In pg 559 of HFEJB it says that when a client calls remove() on a bean that has already been removed, the client will get a EJBException or RemoteException.I was wondering why it is not NoSuchObjectException/NoSuchObjectLocalException. Isn't that the exception thrown when you try to invoke a business method on a bean that has already been removed??

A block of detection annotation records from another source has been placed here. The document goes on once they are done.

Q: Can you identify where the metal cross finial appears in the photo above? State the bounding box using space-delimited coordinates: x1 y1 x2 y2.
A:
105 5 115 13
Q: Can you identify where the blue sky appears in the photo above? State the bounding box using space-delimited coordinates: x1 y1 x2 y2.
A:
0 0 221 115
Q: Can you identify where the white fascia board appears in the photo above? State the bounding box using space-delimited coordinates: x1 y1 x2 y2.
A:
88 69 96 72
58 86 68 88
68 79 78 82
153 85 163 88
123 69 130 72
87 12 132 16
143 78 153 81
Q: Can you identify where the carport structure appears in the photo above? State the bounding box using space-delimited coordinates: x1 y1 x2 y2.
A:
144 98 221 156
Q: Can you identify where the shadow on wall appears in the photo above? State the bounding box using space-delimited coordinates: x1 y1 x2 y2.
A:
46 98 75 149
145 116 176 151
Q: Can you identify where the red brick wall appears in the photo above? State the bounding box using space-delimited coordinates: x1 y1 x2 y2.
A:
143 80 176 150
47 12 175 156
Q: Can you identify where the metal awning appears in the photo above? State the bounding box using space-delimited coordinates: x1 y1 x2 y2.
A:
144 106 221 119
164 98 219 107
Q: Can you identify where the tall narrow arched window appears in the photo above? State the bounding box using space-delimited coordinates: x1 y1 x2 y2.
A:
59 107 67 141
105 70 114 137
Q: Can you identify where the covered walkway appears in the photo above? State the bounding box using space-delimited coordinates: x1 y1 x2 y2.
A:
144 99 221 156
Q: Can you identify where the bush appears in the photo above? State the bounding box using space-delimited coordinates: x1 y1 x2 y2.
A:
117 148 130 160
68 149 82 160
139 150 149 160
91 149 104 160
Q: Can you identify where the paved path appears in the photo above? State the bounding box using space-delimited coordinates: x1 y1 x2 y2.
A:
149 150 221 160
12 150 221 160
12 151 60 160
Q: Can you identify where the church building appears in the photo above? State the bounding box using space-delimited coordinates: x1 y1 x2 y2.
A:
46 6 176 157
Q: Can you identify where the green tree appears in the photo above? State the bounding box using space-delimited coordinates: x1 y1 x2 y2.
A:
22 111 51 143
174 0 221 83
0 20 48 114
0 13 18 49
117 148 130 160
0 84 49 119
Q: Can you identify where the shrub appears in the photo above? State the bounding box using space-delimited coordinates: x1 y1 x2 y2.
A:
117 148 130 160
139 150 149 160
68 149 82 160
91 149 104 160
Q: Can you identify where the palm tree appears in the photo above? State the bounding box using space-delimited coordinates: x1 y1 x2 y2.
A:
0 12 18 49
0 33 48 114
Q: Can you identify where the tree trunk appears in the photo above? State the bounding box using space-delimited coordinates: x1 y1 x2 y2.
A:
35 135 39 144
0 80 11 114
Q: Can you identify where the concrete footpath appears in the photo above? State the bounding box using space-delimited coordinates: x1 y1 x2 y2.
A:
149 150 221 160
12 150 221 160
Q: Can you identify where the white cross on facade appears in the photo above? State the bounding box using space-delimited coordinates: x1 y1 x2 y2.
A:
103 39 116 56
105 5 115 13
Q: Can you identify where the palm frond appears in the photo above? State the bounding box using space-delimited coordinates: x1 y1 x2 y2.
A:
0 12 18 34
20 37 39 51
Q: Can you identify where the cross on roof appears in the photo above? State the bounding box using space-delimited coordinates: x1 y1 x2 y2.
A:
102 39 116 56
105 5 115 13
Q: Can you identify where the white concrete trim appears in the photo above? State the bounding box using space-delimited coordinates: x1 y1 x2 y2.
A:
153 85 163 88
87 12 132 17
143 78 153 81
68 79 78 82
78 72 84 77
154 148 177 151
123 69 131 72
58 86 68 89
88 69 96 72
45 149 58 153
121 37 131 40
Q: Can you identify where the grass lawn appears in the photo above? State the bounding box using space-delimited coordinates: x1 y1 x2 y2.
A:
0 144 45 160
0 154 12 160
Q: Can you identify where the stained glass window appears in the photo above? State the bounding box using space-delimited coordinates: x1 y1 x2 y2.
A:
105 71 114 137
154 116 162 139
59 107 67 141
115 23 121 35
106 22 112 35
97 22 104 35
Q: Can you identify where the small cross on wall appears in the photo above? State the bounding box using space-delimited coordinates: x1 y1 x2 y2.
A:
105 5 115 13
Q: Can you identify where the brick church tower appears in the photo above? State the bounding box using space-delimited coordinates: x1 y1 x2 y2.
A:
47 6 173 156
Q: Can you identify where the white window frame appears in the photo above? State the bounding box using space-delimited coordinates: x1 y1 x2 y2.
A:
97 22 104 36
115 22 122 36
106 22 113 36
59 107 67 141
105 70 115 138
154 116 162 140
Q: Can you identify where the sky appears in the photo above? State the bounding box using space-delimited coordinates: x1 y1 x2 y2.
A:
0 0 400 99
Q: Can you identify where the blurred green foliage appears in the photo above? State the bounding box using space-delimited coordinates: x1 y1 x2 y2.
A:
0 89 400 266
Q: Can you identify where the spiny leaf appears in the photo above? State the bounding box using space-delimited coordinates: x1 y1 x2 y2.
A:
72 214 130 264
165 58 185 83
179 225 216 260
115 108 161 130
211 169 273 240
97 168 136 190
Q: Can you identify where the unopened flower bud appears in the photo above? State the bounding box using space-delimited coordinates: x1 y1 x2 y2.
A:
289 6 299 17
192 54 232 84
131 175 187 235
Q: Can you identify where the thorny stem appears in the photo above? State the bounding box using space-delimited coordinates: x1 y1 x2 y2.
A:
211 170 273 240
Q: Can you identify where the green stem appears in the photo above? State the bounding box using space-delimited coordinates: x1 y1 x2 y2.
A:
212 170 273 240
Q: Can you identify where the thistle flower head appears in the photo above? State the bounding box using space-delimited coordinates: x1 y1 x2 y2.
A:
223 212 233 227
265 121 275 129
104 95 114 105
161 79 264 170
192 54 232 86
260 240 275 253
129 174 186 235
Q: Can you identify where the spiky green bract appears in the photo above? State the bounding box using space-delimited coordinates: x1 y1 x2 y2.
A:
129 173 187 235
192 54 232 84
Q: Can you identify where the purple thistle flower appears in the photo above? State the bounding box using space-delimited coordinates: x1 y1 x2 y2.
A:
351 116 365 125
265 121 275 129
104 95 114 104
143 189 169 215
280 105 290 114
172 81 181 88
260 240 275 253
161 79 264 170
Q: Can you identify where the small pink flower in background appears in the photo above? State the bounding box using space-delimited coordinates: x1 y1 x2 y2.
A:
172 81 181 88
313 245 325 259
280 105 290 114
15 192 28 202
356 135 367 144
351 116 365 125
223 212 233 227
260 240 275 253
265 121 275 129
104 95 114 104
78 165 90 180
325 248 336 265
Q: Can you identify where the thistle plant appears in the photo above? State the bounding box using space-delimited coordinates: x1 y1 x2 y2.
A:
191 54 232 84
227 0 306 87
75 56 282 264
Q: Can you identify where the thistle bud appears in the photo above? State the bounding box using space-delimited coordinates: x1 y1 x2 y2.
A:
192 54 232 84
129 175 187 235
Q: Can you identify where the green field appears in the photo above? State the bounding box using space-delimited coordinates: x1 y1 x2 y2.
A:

you are right, but RemoteException and EJBException are more general forms of the specific exceptions and the container might throw them without violating the spec. In the exam, if you are not given the more specific option, you should choose the general one and if they ask you to select 2 answers, you can select both the superclass and the subclass
NoSuchObjectException Is-A RemoteException, NoSuchObjectLocalException IS-A EJBException. These subclasses should (recommended but not mandated by the EJB spec) be thrown by the Container to give the client a better indication of the cause of the error.
I agree that RemoteException and EJBException are the more general forms of NoSuchObjectException and NoSuchObjectLocalException, so it's technically correct that the client gets a RemoteException when thrown a NoSuchObjectExeption, for example. I'm not sure if HFEJB meant this as a trick question, or if it was just careless.
I don't agree that the spec allows a container to throw the more general form of the exceptions though. The spec is fairly clear that the container throws the more specific form. Compare that to DuplicateKeyException, where the spec says, "The container may, but is not required to, throw the DuplicateKeyException" . With NoSuchObject(Local)Exception the language is always "should", "does", or "must", with no indication that the superclasses are an acceptable substitute.
I'm referring to the EJB 2.0 Final Release Specification.
posted 14 years ago
If the spec says "should" (which it does for these exceptions), then surely it is optional. It's a recommendation, but it doesn't have to be followed.
The only time that something is mandatory is when the spec uses words like "must" or "required".
When the client calls remove on the home or component interface to remove the session object, the container issues ejbRemove() on the bean instance. This ends the life of the session bean instance and the associated session object. Any subsequent attempt by its client to invoke the session object causes the java.rmi.NoSuchObjectException to be thrown if the client is a remote client, or the javax.ejb.NoSuchObjectLocalException if the client is a local client.
P. 114 for Entity Beans
After an entity object has been removed, subsequent attempts to access the entity object by a remote client result in the java.rmi.NoSuchObjectException.
P. 132 also for Entity Beans
The Container must detect any subsequent attempt to invoke an accessor method on the removed entity object and throw the java.rmi.NoSuchObjectException if the client is a remote client or the javax.ejb.NoSuchObjectLocalException if the client is a local client.
In one or two other places, you're right though. It says "should" in place of "will" or "must". It's not the most clearly written specification. However, on this point, I can't see the container taking that shortcut. It almost certainly violates the spec, and really doesn't save any effort for the container implementer.
posted 14 years ago
Ah, I was looking in the wrong place, which is this.
18.3.5 Non-existing session object
If a client makes a call to a session object that has been removed, the Container should throw the java.rmi.NoSuchObjectException (which is a subclass of java.rmi.RemoteException) to a remote client, or the javax.ejb.NoSuchObjectLocalException to a local client.
Anyway, maybe it's a useful mistake to have made as I've dug up something which not many people know about!